Naturalists estimate that 82% of animals and plants on Earth are unidentified, plus an untold number of microorganisms. Biologists do not fully understand why we cry, laugh, itch, sleep and dream.

Scientists can never be certain. Stephen Hawking nicknamed quantum physics “dreams that stuff is made of.” A scientific discovery is defined as having a one in 3.5 million chance of being a fluke: a slim margin of error, but a chance nonetheless.

All of these are known unknowns, flaws in our knowledge that we are aware of. But there might also be myriad unknown unknowns, of which we have no inkling whatsoever.

Many find these terrifying. Stable knowledge powers human society. An engineer building a car needs to know its engine will function safely, while a pharmacist must know that a medicine will cure rather than harm a patient. If the laws of nature change, we lose this certainty, with potentially negative side effects.
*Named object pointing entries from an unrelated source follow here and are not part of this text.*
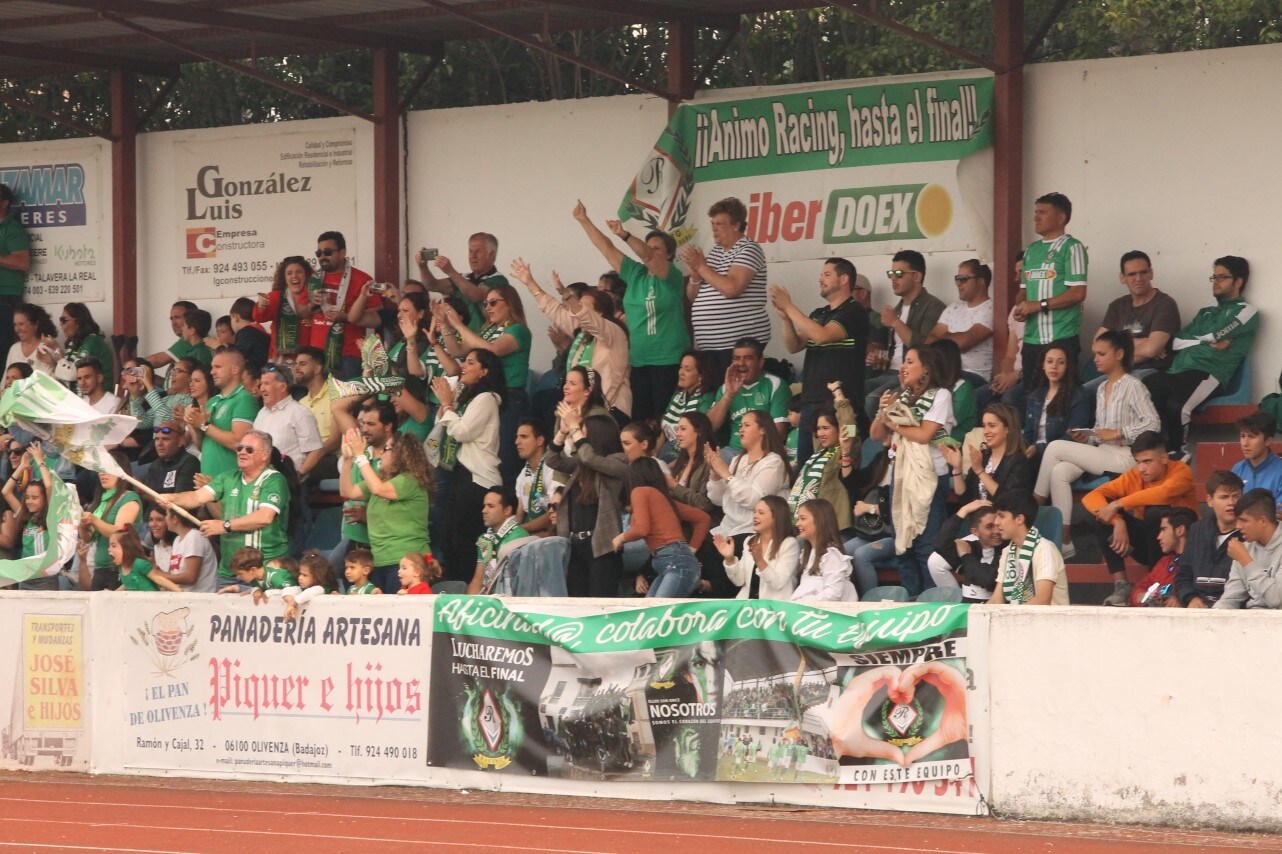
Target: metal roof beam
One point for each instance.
(548, 49)
(865, 12)
(204, 16)
(27, 107)
(82, 59)
(249, 71)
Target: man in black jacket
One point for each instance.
(1205, 563)
(972, 555)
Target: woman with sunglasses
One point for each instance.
(507, 336)
(598, 340)
(85, 340)
(116, 507)
(287, 307)
(37, 339)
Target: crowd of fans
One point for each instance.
(665, 452)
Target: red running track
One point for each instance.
(63, 813)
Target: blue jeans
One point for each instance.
(677, 572)
(867, 558)
(913, 571)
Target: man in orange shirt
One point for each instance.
(1130, 509)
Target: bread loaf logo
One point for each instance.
(201, 242)
(903, 212)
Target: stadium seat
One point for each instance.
(941, 594)
(889, 593)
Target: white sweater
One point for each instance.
(740, 493)
(778, 577)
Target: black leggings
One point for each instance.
(591, 576)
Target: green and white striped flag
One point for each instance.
(66, 421)
(74, 430)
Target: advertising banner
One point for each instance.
(59, 201)
(214, 684)
(857, 171)
(246, 203)
(44, 682)
(745, 691)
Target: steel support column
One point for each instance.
(124, 209)
(387, 167)
(1008, 160)
(681, 62)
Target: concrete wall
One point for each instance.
(1158, 716)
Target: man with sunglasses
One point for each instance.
(333, 290)
(173, 469)
(254, 499)
(907, 323)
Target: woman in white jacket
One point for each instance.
(768, 567)
(824, 566)
(762, 469)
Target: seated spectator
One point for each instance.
(469, 449)
(1057, 404)
(1130, 508)
(251, 339)
(759, 469)
(192, 563)
(698, 381)
(1208, 351)
(983, 469)
(1259, 467)
(768, 564)
(968, 322)
(1150, 317)
(535, 481)
(1205, 563)
(964, 412)
(591, 512)
(173, 469)
(37, 339)
(287, 308)
(968, 552)
(1122, 412)
(907, 325)
(910, 422)
(85, 340)
(748, 387)
(1253, 580)
(1158, 587)
(1032, 569)
(494, 546)
(823, 567)
(292, 427)
(821, 477)
(598, 339)
(657, 518)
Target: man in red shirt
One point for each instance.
(333, 290)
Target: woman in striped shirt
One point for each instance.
(1122, 412)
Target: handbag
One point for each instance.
(871, 526)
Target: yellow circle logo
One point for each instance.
(933, 210)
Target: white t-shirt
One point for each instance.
(194, 544)
(960, 317)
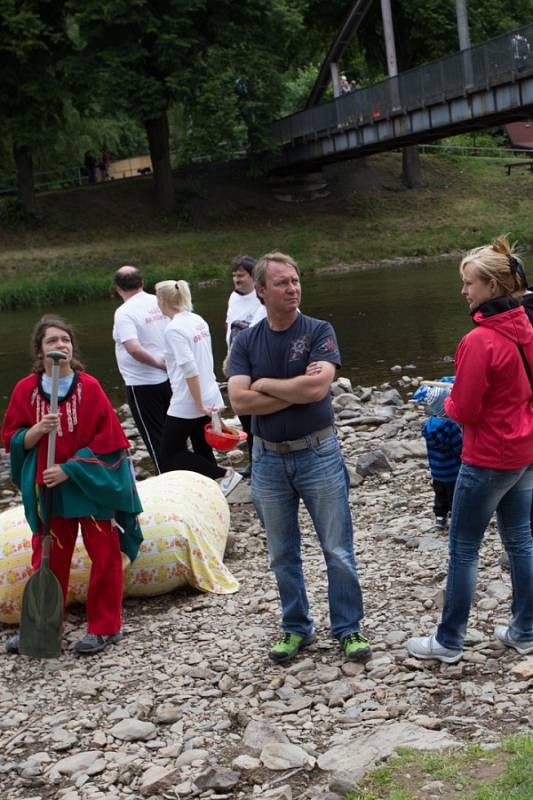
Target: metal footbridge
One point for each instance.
(484, 86)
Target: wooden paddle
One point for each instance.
(438, 384)
(41, 619)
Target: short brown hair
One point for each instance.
(38, 334)
(498, 260)
(261, 267)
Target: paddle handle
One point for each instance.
(51, 454)
(439, 384)
(50, 458)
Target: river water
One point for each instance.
(411, 314)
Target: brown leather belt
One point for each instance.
(292, 446)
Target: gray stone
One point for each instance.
(189, 756)
(157, 779)
(132, 730)
(77, 763)
(373, 463)
(218, 779)
(245, 763)
(277, 756)
(258, 733)
(364, 751)
(168, 713)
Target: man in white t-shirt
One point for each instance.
(138, 331)
(244, 309)
(243, 301)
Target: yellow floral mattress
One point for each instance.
(185, 524)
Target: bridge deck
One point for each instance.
(487, 85)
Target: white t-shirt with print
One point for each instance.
(187, 338)
(240, 307)
(139, 318)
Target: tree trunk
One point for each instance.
(24, 163)
(158, 139)
(411, 167)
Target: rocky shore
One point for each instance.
(188, 704)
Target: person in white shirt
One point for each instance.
(243, 301)
(138, 331)
(244, 310)
(195, 392)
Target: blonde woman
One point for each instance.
(492, 398)
(195, 393)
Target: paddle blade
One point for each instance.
(41, 617)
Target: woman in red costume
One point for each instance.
(92, 481)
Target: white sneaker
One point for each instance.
(229, 483)
(427, 647)
(503, 635)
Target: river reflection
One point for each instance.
(409, 314)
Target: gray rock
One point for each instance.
(219, 779)
(157, 779)
(168, 713)
(364, 751)
(77, 763)
(192, 755)
(133, 730)
(373, 463)
(258, 733)
(277, 756)
(245, 763)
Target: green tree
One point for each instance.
(33, 45)
(155, 55)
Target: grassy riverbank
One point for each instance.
(500, 773)
(85, 234)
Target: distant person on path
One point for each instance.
(492, 398)
(89, 162)
(243, 305)
(444, 442)
(195, 392)
(521, 50)
(91, 481)
(344, 85)
(138, 333)
(103, 164)
(280, 372)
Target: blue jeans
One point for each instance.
(478, 493)
(317, 476)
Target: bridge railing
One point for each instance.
(497, 61)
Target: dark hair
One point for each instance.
(38, 334)
(243, 262)
(127, 281)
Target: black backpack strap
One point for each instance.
(526, 364)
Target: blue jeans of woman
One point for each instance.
(478, 493)
(318, 476)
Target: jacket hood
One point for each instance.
(506, 316)
(527, 302)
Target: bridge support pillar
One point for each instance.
(411, 172)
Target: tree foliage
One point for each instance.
(33, 45)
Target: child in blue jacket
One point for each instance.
(444, 443)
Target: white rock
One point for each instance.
(132, 730)
(278, 756)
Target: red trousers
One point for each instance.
(104, 595)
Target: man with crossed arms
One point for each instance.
(281, 372)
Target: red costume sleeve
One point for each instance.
(18, 414)
(87, 419)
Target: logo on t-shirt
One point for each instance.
(299, 348)
(328, 346)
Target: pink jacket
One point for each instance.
(492, 397)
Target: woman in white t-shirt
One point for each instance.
(195, 393)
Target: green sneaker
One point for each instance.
(355, 647)
(289, 645)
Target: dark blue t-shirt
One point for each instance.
(263, 353)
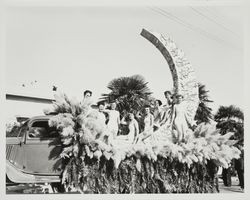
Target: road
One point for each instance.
(38, 189)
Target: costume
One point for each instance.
(113, 123)
(133, 130)
(180, 122)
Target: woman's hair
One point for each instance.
(167, 92)
(179, 95)
(159, 102)
(87, 91)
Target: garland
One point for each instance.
(92, 165)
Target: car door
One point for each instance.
(42, 149)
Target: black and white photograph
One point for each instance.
(123, 98)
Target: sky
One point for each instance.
(86, 47)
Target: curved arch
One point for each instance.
(184, 80)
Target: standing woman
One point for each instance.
(167, 108)
(132, 126)
(148, 122)
(179, 121)
(114, 121)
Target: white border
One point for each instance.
(77, 3)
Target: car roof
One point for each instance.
(36, 118)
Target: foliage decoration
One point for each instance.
(157, 165)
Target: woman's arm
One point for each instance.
(118, 118)
(123, 121)
(173, 116)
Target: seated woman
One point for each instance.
(133, 128)
(148, 121)
(158, 114)
(179, 122)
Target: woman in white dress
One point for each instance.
(179, 121)
(114, 121)
(133, 128)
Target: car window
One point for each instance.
(41, 129)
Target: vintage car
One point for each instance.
(33, 155)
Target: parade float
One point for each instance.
(89, 163)
(158, 165)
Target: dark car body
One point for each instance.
(33, 155)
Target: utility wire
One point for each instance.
(214, 21)
(190, 26)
But there is another perspective. A world in which everything is known threatens to be stale and boring. And it is the holes in our knowledge that push us to make new discoveries. The modernist poet Wallace Stevens wrote: “it is the unknown that excites the ardour of scholars, who in the known alone would shrivel up with boredom.”

The unknown also fires our imagination. Many of the greatest achievements of human culture, from the Ancient Egyptian pyramids to Hieronymus Bosch’s paintings of heavens and hells, speculate on life after death.

And the objects of our imagination can preempt knowledge, and perhaps influence later discoveries. The Czech dramatist Karel Čapek invented the robot in a 1920 play, while American science fiction writer Arthur C Clarke accurately described communications satellites in 1945, 13 years before the first satellite orbited Earth. Long-term speculation about the existence of parallel universes now finds scientific expression in the many-worlds theory of quantum mechanics.

Is it exciting to realise how little we really know?

Touching the void

Undoubtedly, say some. A world unknown opens minds and fuels the imagination. Life is more interesting when we are adrift on a sea of possibility, rather than masters of a measured, proscribed existence. Besides, It is our ignorance that drives us to make discoveries in the first place. The quest for understanding is often more exciting than the knowledge itself.

Absolutely not, say others. The unknown can be scary and bewildering, and it is in the interest of our happiness to eliminate as much of it as possible. Human history is a tale of increased knowledge leading to greater security, rights and prosperity. And without a firm awareness of the laws of nature, we cannot guarantee that developments in medicine and technology will work safely.

You Decide

  1. What branch of science do you think is most important?
  2. Is scientific knowledge worth pursuing for its own sake, or should it always have a practical purpose?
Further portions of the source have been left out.